Along with summaries of monthly news events that occurred during the turbulent campaign, the book gathers searching, deeply researched essays that Fountain wrote for the Guardian.
That a British newspaper would offer such thoughtful reflections on America's chaotic politics shows the deficiencies of the American media.
Rather than a blow-by-blow recap of the Trump and Clinton campaigns, the book analyzes the election from a broader historical viewpoint.
With solid grounding in literature and historical facts, Fountain traces the decline of the American middle class, GOP-led efforts to preserve white supremacy, police violence against blacks and the cultural dominance of entertainment and celebrity. He indicts American "amnesia" and an avoidance of reality.
In analyzing the erosion of American democracy, Fountain draws upon books from well-known and obscure writers. With sometimes sardonic humor and a readable style, Fountain gives a comprehensive summary of American political thought that would be a good primer for college and high school students who are so often deprived of a basic civics education these days.
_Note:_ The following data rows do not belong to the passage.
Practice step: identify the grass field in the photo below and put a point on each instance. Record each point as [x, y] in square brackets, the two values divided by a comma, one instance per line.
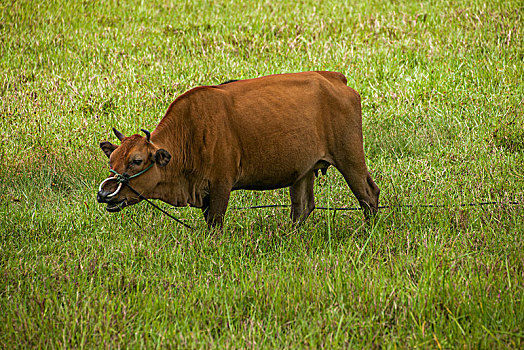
[442, 84]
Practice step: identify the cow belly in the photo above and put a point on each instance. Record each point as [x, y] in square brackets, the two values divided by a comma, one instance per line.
[277, 174]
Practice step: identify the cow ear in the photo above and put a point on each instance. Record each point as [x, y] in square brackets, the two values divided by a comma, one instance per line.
[118, 134]
[107, 147]
[162, 157]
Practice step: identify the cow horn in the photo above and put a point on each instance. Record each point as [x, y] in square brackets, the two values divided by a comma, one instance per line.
[148, 134]
[118, 134]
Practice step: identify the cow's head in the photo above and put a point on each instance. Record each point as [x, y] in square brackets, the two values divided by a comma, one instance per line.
[138, 161]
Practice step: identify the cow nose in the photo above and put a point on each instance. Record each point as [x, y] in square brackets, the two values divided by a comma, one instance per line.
[101, 196]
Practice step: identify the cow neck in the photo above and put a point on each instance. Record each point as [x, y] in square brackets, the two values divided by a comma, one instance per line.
[179, 185]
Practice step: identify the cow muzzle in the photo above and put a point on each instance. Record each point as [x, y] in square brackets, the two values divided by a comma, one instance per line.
[110, 198]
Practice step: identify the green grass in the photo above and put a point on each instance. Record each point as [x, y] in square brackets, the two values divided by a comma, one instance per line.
[442, 88]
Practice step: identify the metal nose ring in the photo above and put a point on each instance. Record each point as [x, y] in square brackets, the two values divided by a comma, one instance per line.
[117, 189]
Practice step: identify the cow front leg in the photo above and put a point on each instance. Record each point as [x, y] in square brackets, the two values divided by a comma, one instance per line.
[215, 210]
[302, 198]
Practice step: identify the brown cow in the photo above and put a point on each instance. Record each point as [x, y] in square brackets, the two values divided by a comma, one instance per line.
[256, 134]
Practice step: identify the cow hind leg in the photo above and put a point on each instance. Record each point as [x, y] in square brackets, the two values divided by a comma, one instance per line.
[302, 199]
[215, 206]
[362, 185]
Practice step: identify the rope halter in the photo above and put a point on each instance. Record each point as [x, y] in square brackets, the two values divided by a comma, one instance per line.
[121, 179]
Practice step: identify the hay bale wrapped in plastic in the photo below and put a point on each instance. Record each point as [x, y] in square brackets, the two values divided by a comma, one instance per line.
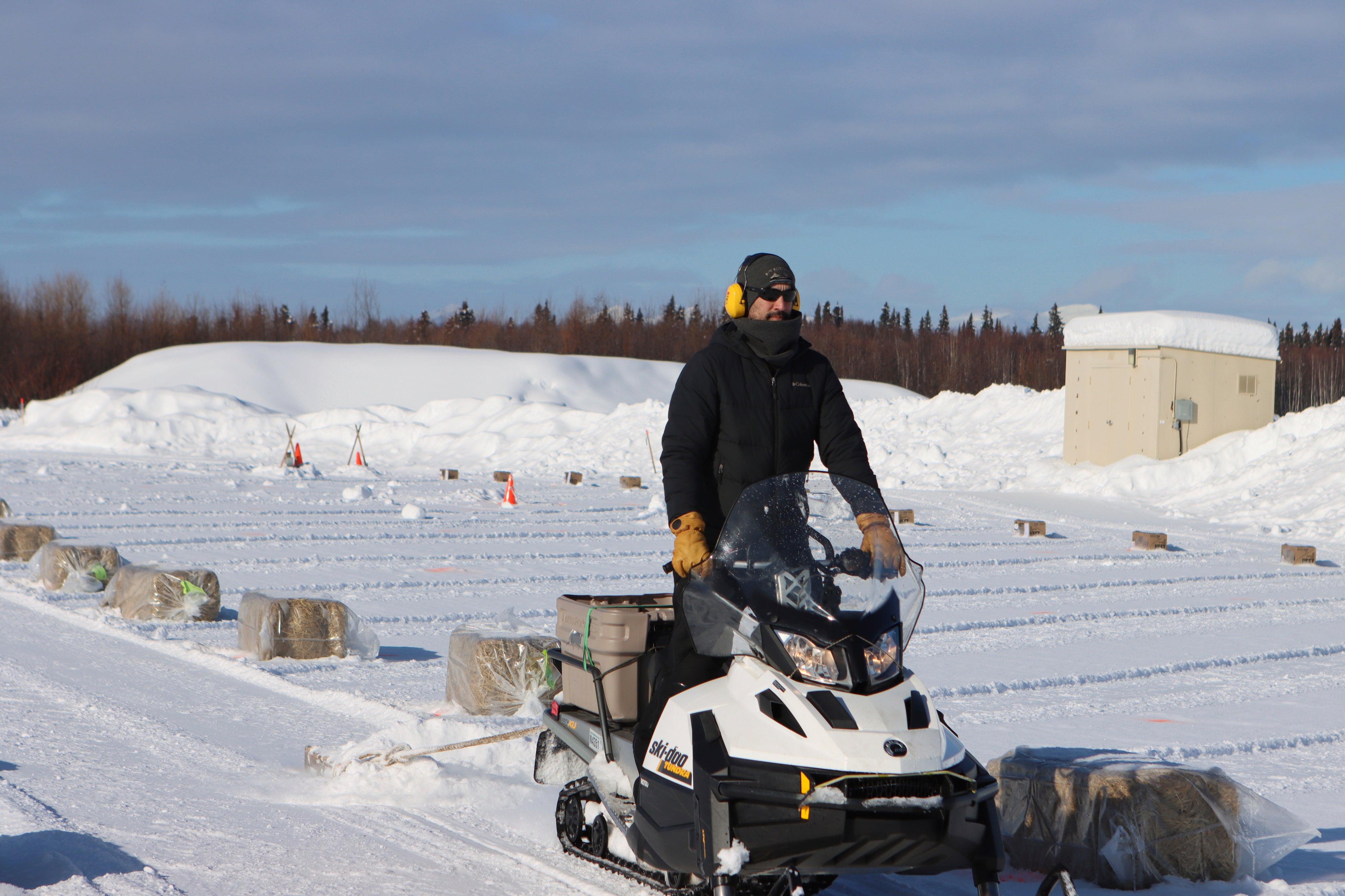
[65, 566]
[1126, 821]
[302, 629]
[21, 541]
[496, 670]
[174, 595]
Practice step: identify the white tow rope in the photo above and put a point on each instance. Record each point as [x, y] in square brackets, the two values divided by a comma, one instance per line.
[400, 754]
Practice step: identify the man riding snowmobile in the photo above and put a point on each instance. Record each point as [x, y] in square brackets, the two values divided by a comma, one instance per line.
[748, 407]
[785, 740]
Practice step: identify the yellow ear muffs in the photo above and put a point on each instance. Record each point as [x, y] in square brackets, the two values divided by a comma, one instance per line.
[736, 307]
[734, 304]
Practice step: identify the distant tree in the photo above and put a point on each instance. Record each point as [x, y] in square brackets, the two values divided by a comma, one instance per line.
[364, 306]
[673, 311]
[1056, 327]
[465, 318]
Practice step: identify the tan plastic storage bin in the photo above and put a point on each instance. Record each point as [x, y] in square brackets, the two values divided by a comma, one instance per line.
[617, 629]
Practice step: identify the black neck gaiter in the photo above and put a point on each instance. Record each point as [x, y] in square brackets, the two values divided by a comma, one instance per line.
[771, 341]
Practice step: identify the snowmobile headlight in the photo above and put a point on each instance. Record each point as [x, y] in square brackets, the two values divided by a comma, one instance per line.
[884, 658]
[816, 664]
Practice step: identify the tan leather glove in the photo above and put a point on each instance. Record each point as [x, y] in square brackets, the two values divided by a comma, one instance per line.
[689, 551]
[880, 543]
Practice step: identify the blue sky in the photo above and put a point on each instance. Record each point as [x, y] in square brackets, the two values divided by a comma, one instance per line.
[1140, 155]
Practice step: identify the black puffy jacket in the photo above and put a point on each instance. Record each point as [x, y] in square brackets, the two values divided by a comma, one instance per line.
[735, 421]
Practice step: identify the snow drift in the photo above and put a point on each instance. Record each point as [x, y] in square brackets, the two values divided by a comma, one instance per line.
[1285, 478]
[307, 377]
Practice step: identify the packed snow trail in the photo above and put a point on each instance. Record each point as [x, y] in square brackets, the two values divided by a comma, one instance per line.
[145, 744]
[1211, 652]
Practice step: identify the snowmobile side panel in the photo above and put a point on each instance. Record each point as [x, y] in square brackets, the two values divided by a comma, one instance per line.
[712, 813]
[664, 825]
[759, 735]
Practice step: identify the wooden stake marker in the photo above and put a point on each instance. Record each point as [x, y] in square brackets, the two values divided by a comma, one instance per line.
[1299, 555]
[1149, 540]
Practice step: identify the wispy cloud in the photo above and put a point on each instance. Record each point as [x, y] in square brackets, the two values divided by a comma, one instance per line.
[989, 153]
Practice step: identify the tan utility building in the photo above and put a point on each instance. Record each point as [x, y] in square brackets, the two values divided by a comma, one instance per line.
[1163, 382]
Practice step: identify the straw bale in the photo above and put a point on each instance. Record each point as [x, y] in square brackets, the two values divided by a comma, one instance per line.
[59, 560]
[494, 672]
[295, 627]
[177, 595]
[21, 541]
[1117, 820]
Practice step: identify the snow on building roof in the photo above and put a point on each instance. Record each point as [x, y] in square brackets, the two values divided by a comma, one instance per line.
[1194, 330]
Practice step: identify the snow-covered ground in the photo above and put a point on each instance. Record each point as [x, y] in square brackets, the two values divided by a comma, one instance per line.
[151, 758]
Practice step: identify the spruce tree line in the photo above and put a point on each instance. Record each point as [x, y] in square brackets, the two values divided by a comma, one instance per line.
[54, 335]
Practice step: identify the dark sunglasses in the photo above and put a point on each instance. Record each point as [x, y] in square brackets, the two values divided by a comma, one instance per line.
[771, 294]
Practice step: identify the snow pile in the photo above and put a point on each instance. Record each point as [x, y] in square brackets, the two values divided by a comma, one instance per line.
[1194, 330]
[1285, 478]
[307, 377]
[954, 440]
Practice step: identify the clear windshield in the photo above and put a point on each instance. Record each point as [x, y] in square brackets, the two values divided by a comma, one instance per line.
[792, 560]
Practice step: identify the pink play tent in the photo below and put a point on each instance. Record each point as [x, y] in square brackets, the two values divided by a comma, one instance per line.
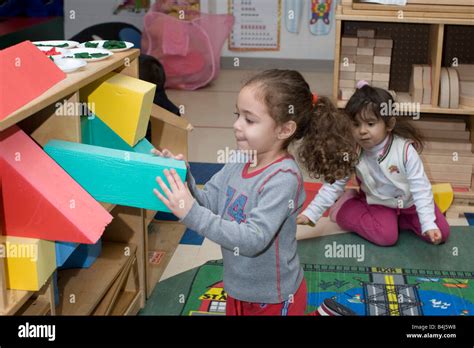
[189, 50]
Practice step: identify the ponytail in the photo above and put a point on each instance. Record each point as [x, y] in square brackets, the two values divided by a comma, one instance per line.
[328, 150]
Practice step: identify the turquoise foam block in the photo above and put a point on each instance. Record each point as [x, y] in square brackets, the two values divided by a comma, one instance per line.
[84, 256]
[95, 132]
[63, 251]
[115, 176]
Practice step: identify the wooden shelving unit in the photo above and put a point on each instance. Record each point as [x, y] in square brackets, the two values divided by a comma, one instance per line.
[117, 283]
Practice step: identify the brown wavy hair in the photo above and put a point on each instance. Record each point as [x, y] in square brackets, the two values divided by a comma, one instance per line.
[375, 100]
[326, 148]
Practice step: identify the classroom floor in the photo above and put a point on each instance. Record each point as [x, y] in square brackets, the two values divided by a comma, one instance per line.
[210, 111]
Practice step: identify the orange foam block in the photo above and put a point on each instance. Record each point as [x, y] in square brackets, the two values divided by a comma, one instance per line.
[26, 73]
[40, 199]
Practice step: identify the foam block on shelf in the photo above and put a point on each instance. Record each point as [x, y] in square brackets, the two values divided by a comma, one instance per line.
[83, 256]
[115, 176]
[34, 185]
[23, 67]
[453, 88]
[29, 262]
[96, 132]
[123, 103]
[64, 251]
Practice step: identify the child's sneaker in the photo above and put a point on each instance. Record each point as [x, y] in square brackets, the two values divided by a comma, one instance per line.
[349, 194]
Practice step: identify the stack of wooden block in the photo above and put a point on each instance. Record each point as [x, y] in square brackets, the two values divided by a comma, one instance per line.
[447, 156]
[466, 84]
[364, 58]
[420, 84]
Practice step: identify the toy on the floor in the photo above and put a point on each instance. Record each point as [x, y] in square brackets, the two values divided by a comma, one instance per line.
[443, 196]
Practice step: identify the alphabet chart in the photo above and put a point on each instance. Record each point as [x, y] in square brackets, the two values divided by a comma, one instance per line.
[257, 25]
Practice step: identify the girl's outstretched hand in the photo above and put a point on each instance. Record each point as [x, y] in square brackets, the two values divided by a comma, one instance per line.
[303, 220]
[177, 197]
[435, 236]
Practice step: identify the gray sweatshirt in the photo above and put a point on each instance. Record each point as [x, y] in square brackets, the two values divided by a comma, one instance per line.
[253, 218]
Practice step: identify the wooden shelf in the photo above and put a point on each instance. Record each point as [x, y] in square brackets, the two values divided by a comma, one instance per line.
[89, 285]
[71, 84]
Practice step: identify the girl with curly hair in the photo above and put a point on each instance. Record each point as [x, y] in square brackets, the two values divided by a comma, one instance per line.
[251, 210]
[394, 190]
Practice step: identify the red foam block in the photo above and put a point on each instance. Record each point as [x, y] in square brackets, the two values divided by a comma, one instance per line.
[40, 199]
[26, 73]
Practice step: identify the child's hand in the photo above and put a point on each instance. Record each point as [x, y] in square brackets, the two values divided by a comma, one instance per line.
[435, 236]
[179, 200]
[303, 220]
[167, 154]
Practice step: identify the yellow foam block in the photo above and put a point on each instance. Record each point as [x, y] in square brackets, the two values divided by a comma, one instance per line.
[443, 195]
[123, 103]
[29, 262]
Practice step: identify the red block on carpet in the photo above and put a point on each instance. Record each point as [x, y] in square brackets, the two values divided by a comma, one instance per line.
[26, 74]
[40, 199]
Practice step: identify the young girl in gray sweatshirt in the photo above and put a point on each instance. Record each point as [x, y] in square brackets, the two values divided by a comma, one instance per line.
[250, 207]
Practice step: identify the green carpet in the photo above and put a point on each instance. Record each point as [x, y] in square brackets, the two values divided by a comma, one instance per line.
[410, 278]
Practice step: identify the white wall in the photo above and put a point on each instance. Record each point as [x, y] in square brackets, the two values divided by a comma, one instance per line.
[303, 45]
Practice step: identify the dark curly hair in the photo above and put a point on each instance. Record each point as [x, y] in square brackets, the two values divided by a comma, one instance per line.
[326, 149]
[374, 100]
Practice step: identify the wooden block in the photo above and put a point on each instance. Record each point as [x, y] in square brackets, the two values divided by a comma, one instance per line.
[348, 59]
[369, 33]
[363, 76]
[123, 103]
[29, 262]
[453, 88]
[347, 75]
[382, 52]
[64, 251]
[416, 83]
[364, 59]
[346, 67]
[23, 67]
[465, 72]
[366, 42]
[443, 196]
[365, 51]
[466, 88]
[347, 83]
[115, 176]
[381, 68]
[426, 84]
[380, 77]
[346, 93]
[444, 89]
[382, 60]
[449, 146]
[384, 43]
[96, 132]
[33, 185]
[380, 84]
[83, 256]
[348, 50]
[364, 68]
[466, 100]
[347, 41]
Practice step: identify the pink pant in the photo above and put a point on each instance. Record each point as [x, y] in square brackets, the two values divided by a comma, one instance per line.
[379, 224]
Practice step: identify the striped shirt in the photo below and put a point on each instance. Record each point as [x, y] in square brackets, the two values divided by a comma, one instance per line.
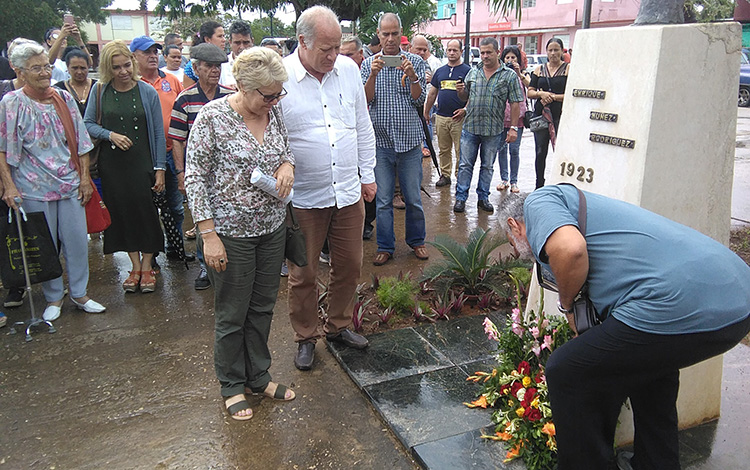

Without endorsing Bernie Sanders's socialism, Fountain demolishes conservatives' war against government begun by Ronald Reagan. He demonstrates that governmental support of the economy and education led to America's glowing prosperity after World War II.
Fountain's title comes from Robinson Jeffers' poem "Apologies for Bad Dreams," sounding a call for political and moral renewal. The California poet's jeremiad takes on deeper and ironic meaning after the recent devastating fires in Jeffers' native state and alarming climate change reports.
The book ends on a positive, if ambiguous, plea for a new commitment to America's "possibility." Countering the subtitle, Fountain places his hopes on rational thought, Jefferson's ideal of an informed, committed citizenry rather than violent revolution.
While sounding a clarion call for progressives, Fountain expresses the belief that moderate Americans also will heed his message and restore reason and justice to the political arena.